How does NestJS serialize controller return values to JSON?

NestJS controllers return plain JavaScript objects or class instances — the framework automatically calls JSON.stringify() on the return value via its built-in serialization layer. When you return a plain object, NestJS sets Content-Type: application/json and serializes it. When you return a class instance decorated with class-transformer decorators, the ClassSerializerInterceptor runs instanceToPlain() before serialization, applying all @Exclude() and @Expose() rules. You never call JSON.stringify() manually in a NestJS controller.

What is a DTO in NestJS and why do I need one?

A DTO (Data Transfer Object) is a TypeScript class defining the shape of data flowing into an endpoint. Unlike interfaces, classes survive TypeScript compilation and support runtime decorators from class-validator and class-transformer. When ValidationPipe is enabled, NestJS instantiates the DTO class from the raw request body and runs all validation decorators, rejecting the request with a 400 error if any constraint fails. DTOs also drive Swagger schema generation via @ApiProperty() decorators. Without DTOs, you lose runtime validation, documentation, and type safety simultaneously.

What does ValidationPipe whitelist option do?

whitelist: true strips any properties from the incoming request body not declared in the DTO class, preventing over-posting attacks where a client sends extra fields like isAdmin: true that could be inadvertently saved. Extra properties are silently removed. Adding forbidNonWhitelisted: true causes NestJS to reject the request with a 400 error when unknown properties are detected. The recommended production configuration is { whitelist: true, forbidNonWhitelisted: true, transform: true }.

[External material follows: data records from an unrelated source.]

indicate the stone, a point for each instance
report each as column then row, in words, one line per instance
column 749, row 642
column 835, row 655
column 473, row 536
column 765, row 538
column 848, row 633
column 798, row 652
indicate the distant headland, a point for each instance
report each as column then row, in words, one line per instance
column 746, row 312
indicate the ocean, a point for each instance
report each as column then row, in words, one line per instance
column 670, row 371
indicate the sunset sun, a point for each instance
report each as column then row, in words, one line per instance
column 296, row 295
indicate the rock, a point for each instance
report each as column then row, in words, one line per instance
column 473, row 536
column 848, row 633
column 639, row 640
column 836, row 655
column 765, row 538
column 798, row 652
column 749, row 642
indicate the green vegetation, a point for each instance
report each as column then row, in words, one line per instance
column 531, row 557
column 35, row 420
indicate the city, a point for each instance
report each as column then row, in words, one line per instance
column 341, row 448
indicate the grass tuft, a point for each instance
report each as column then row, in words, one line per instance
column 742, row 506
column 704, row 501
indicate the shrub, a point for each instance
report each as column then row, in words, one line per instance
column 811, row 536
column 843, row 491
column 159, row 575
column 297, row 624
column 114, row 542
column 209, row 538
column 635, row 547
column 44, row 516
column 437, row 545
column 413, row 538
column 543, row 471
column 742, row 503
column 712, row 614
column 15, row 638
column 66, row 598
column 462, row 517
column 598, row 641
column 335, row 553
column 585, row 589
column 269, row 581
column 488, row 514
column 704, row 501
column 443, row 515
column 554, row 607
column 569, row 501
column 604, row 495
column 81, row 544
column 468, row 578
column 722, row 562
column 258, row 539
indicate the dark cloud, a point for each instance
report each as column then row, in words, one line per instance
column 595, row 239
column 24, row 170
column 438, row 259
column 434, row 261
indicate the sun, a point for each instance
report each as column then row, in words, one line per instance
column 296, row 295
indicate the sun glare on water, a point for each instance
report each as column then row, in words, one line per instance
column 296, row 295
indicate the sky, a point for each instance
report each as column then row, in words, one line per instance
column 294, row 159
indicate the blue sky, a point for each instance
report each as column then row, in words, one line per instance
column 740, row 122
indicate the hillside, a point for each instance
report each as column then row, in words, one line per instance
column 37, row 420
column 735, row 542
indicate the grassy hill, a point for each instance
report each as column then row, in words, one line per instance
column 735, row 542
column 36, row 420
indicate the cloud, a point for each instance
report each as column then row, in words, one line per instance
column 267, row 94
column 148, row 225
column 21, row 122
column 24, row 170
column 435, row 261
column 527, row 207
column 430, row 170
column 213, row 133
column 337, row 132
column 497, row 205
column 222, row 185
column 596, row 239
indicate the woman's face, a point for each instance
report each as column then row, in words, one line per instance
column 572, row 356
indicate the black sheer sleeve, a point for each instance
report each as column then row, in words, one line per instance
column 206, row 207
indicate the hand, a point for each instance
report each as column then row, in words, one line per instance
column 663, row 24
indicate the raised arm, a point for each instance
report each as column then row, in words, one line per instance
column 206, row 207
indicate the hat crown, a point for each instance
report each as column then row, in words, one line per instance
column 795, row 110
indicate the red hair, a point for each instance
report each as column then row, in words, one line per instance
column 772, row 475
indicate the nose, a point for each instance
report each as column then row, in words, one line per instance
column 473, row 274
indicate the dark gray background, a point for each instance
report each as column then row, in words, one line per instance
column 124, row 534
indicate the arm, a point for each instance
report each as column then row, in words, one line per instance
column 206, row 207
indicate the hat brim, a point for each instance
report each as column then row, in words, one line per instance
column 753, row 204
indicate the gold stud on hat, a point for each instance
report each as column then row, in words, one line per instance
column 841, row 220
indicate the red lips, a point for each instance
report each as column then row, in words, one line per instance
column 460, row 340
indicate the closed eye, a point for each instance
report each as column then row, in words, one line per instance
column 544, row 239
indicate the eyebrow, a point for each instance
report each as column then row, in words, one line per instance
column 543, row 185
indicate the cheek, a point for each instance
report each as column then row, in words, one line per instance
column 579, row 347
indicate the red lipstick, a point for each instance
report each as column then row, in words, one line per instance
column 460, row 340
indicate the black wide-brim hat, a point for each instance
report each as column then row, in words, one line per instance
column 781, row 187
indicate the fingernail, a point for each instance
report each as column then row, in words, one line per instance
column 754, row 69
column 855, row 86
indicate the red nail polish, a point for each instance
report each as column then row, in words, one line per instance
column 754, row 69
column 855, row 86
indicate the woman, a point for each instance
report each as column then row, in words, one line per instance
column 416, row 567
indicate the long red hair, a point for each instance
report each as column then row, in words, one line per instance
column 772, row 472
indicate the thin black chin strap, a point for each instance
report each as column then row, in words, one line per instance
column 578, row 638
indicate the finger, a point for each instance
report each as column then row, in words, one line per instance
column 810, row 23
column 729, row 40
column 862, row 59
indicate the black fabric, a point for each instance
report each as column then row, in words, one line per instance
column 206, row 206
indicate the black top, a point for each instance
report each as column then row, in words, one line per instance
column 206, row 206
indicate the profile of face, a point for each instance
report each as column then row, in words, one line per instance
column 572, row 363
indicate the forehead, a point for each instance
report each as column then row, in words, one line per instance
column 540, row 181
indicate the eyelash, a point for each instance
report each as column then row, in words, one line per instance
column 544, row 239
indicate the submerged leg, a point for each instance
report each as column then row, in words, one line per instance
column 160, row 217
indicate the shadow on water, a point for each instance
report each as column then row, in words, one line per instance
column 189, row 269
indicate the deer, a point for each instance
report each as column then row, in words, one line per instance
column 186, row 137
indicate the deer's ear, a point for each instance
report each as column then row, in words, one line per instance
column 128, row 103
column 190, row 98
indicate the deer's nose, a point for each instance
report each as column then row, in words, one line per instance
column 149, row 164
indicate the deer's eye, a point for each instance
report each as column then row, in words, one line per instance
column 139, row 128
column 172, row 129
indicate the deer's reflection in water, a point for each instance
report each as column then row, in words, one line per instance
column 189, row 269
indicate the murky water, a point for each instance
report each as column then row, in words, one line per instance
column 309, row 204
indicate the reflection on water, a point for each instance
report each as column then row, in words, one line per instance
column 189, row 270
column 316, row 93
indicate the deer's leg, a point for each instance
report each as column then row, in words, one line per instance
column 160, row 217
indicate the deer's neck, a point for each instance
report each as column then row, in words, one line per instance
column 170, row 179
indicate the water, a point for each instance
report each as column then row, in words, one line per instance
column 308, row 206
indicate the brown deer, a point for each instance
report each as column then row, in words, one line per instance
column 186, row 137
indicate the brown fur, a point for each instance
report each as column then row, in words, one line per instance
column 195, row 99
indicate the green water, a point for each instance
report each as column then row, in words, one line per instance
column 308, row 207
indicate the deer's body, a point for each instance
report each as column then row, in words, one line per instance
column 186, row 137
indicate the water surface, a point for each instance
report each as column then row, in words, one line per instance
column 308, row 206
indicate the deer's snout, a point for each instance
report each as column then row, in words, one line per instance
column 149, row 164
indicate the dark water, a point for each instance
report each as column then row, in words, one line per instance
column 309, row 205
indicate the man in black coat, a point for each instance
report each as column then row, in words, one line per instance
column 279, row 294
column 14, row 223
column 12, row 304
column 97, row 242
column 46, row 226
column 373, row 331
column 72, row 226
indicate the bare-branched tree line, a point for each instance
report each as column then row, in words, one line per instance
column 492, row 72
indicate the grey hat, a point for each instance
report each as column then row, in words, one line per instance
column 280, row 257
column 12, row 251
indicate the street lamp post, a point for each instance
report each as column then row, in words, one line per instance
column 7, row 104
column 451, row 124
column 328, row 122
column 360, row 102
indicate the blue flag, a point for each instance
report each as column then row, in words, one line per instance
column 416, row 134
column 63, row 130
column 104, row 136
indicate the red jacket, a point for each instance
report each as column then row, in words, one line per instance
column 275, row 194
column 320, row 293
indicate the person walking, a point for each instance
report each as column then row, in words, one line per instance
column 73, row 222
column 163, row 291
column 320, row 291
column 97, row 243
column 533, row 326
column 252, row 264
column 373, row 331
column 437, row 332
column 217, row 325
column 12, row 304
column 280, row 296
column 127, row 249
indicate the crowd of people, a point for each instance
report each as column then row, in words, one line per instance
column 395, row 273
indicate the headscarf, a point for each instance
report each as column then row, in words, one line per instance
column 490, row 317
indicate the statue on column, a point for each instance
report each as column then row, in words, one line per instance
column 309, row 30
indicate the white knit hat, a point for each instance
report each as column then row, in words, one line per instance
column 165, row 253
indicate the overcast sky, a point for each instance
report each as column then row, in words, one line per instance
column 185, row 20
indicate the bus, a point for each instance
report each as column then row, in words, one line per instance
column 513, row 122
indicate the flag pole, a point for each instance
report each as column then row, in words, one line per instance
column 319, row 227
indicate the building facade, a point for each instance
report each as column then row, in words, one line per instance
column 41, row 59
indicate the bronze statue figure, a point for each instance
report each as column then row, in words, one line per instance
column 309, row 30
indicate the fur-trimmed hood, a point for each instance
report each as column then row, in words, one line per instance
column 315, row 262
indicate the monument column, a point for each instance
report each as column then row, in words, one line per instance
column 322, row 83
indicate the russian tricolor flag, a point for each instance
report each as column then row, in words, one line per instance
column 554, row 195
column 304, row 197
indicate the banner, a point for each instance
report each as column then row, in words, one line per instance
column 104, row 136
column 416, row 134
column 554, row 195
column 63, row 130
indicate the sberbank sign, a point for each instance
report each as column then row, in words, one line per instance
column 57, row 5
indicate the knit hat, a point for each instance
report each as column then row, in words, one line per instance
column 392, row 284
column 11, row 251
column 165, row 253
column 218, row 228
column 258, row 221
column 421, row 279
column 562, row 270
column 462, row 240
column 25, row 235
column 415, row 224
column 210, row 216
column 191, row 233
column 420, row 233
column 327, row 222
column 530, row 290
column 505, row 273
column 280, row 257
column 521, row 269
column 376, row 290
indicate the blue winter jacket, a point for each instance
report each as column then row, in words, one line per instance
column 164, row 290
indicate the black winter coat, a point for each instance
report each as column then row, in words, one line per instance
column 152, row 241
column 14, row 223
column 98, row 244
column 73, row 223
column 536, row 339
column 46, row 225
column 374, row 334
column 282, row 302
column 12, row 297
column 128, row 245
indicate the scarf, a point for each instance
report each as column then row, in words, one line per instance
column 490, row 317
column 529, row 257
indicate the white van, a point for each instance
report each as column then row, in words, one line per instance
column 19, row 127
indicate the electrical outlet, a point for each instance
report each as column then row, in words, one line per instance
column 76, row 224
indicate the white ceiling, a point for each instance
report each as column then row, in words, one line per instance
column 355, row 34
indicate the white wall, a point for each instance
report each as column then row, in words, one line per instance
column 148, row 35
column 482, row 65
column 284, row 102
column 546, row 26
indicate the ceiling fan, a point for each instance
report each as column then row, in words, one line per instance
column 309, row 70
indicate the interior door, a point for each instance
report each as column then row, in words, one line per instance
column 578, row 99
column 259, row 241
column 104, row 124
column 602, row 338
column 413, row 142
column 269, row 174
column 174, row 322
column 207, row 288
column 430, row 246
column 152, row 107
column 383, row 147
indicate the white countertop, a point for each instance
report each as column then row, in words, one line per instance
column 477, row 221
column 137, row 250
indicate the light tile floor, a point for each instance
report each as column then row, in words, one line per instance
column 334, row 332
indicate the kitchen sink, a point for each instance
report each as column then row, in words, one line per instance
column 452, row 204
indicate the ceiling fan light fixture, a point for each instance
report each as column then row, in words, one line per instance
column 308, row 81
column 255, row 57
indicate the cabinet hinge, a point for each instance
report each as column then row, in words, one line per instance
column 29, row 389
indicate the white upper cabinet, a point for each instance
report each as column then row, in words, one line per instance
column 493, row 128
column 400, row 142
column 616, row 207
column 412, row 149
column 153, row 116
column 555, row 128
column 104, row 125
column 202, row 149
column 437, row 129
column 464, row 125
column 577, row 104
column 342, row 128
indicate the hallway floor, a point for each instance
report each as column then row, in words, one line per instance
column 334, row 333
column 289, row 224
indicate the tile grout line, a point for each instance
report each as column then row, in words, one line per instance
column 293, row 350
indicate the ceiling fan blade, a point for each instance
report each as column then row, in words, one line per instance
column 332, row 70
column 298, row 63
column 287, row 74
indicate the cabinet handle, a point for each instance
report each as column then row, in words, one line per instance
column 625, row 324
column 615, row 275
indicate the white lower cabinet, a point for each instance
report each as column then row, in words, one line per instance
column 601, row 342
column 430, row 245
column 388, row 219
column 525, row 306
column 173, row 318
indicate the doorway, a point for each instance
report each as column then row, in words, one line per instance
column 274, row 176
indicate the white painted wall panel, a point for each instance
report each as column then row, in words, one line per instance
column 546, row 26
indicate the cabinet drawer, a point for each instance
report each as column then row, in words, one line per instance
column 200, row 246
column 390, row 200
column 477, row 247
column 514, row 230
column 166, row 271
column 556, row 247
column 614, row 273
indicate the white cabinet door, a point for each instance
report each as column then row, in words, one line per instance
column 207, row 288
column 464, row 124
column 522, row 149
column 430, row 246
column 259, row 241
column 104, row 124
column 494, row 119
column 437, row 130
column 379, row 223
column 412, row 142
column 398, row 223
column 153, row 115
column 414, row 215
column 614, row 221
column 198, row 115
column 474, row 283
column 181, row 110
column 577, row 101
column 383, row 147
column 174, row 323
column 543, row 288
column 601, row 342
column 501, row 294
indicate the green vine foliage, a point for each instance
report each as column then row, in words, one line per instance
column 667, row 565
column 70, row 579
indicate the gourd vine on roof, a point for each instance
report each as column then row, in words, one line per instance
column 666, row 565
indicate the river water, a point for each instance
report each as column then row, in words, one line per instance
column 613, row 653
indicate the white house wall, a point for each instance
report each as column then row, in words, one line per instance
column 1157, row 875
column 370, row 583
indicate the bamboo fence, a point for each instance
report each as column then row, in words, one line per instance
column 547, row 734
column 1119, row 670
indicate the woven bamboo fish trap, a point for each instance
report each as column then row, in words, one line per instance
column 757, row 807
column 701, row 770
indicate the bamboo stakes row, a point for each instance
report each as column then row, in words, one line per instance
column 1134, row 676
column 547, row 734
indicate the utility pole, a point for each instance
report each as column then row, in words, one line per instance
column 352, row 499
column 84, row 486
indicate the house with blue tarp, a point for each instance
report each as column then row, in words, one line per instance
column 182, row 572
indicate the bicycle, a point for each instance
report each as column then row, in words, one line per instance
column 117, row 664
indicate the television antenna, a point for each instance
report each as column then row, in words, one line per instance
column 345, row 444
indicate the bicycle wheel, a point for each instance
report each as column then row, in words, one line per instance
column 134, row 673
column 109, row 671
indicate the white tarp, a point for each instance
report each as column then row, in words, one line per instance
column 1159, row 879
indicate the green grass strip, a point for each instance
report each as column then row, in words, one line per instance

How does ClassSerializerInterceptor work with @Exclude and @Expose?

ClassSerializerInterceptor intercepts the response after the controller returns and runs class-transformer's instanceToPlain(). Decorate entity fields with @Exclude() to hide them (e.g., password, refreshToken) and @Expose() to explicitly include them. The controller must return class instances — not plain objects — for decorators to take effect. Register it globally in main.ts with app.useGlobalInterceptors(new ClassSerializerInterceptor(app.get(Reflector))).

How do I create a custom interceptor to wrap all JSON responses?

Implement NestInterceptor with an intercept() method that uses RxJS to transform the response stream. Call next.handle() to get an Observable of the response, then pipe it through map(data => ({ success: true, data, timestamp: new Date().toISOString() })) to wrap it. Register globally with app.useGlobalInterceptors(new ResponseWrapInterceptor()). Note that exception filters handle error responses separately — the interceptor only transforms successful responses.

How do NestJS exception filters format JSON error responses?

NestJS's built-in filter catches HttpException instances and returns a JSON envelope with statusCode, message, and error. For custom formats, implement ExceptionFilter with a catch() method, access the response via context.switchToHttp().getResponse(), and call response.status(status).json({ ... }). Throw built-in exceptions (NotFoundException, BadRequestException, etc.) from services and controllers — they are automatically caught and formatted.

How do I set up Swagger JSON documentation in NestJS?

Install @nestjs/swagger and swagger-ui-express. In main.ts, create a DocumentBuilder config, call SwaggerModule.createDocument(app, config), then SwaggerModule.setup('api', app, document). The Swagger UI serves at /api and the raw OpenAPI JSON at /api-json. Decorate DTOs with @ApiProperty() and controllers with @ApiTags(), @ApiOperation(), and @ApiResponse(). The spec reflects actual runtime decorators and can be consumed by client code generators.

How do I handle JSON body parsing errors in NestJS?

Malformed JSON (syntax errors, invalid Unicode) is caught by the underlying HTTP adapter before reaching NestJS route handlers, resulting in a 400 Bad Request. In Express mode, add error-handling middleware to customize this: catch SyntaxError with err.status === 400 and return your custom JSON shape. ValidationPipe handles structurally valid JSON that fails DTO validation — it returns a 400 with a message array listing every failing constraint. Configure exceptionFactory on ValidationPipe to customize the validation error response shape.